General characteristics
- Type: Survey ship
- Length: 70.6 ft (21.5 m)
- Beam: 23.8 ft (7.3 m)
- Draft: 8.4 ft (2.6 m)
- Propulsion: Steam engine

= USC&GS Taku =

USC&GS Taku was a United States Coast and Geodetic Survey survey ship in service from 1898 to 1917. It was the only Coast and Geodetic Survey ship to bear the name.

Taku was built by George Kneass at San Francisco, California, at a cost of $11,844.35 (USD) in 1898. The Coast and Geodetic Survey placed her in service that year. She spent her Survey career in the Pacific, primarily in the waters of the Territory of Alaska.

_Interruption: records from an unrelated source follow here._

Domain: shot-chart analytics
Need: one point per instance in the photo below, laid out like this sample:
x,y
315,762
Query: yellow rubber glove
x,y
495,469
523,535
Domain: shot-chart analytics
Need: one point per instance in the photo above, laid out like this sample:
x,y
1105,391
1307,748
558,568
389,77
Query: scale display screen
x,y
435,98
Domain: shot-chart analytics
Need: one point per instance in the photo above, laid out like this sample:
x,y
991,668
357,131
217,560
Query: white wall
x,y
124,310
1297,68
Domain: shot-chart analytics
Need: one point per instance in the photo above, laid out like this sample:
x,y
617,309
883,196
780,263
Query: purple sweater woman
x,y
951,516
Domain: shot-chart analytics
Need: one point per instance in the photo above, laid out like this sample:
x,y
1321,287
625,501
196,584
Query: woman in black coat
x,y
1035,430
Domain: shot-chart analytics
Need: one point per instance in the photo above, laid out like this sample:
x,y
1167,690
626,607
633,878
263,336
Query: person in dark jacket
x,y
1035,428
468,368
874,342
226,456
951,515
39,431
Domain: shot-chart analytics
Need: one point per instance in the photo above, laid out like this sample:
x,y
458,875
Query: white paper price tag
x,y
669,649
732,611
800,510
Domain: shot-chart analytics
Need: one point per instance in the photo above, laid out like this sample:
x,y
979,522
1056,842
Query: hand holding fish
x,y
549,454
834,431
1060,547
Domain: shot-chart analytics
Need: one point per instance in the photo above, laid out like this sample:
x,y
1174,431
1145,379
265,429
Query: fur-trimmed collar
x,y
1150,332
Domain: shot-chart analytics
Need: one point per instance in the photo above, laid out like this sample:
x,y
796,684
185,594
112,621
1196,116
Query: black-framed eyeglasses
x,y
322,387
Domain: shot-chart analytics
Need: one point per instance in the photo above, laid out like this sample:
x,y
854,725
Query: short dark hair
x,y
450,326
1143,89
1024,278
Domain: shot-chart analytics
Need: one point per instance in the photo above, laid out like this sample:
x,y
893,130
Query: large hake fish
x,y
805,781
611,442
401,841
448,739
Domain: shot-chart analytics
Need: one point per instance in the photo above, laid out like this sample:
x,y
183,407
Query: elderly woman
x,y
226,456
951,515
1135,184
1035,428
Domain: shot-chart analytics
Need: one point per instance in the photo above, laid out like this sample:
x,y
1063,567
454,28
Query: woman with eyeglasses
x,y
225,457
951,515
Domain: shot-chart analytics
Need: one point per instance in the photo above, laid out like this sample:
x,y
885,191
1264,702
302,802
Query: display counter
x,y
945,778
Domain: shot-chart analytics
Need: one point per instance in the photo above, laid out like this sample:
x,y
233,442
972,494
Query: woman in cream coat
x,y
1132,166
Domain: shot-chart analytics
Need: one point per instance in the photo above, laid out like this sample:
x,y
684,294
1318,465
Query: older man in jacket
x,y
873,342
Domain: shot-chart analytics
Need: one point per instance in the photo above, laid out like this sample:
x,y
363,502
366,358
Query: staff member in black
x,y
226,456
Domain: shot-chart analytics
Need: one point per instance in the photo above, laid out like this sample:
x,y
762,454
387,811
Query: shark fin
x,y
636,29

On July 15, 1898 Taku arrived "in disabled condition" at St. Michael, Alaska while the new steamer was being assembled. Urgent repairs to Taku slightly delayed assembly of Yukon. On July 30, she was seaworthy and Taku sailed at 2 p. m. on August 1, with a field party first to erect signals and do triangulation on St. Michael and Stuart Islands after which she departed for the mouth of the Kwiklok for regular survey work. One of Takus crew drowned when a small boat under sail was upset in Cordova Bay, Alaska, in 1910. Taku was retired from Coast and Geodetic Survey service in 1917.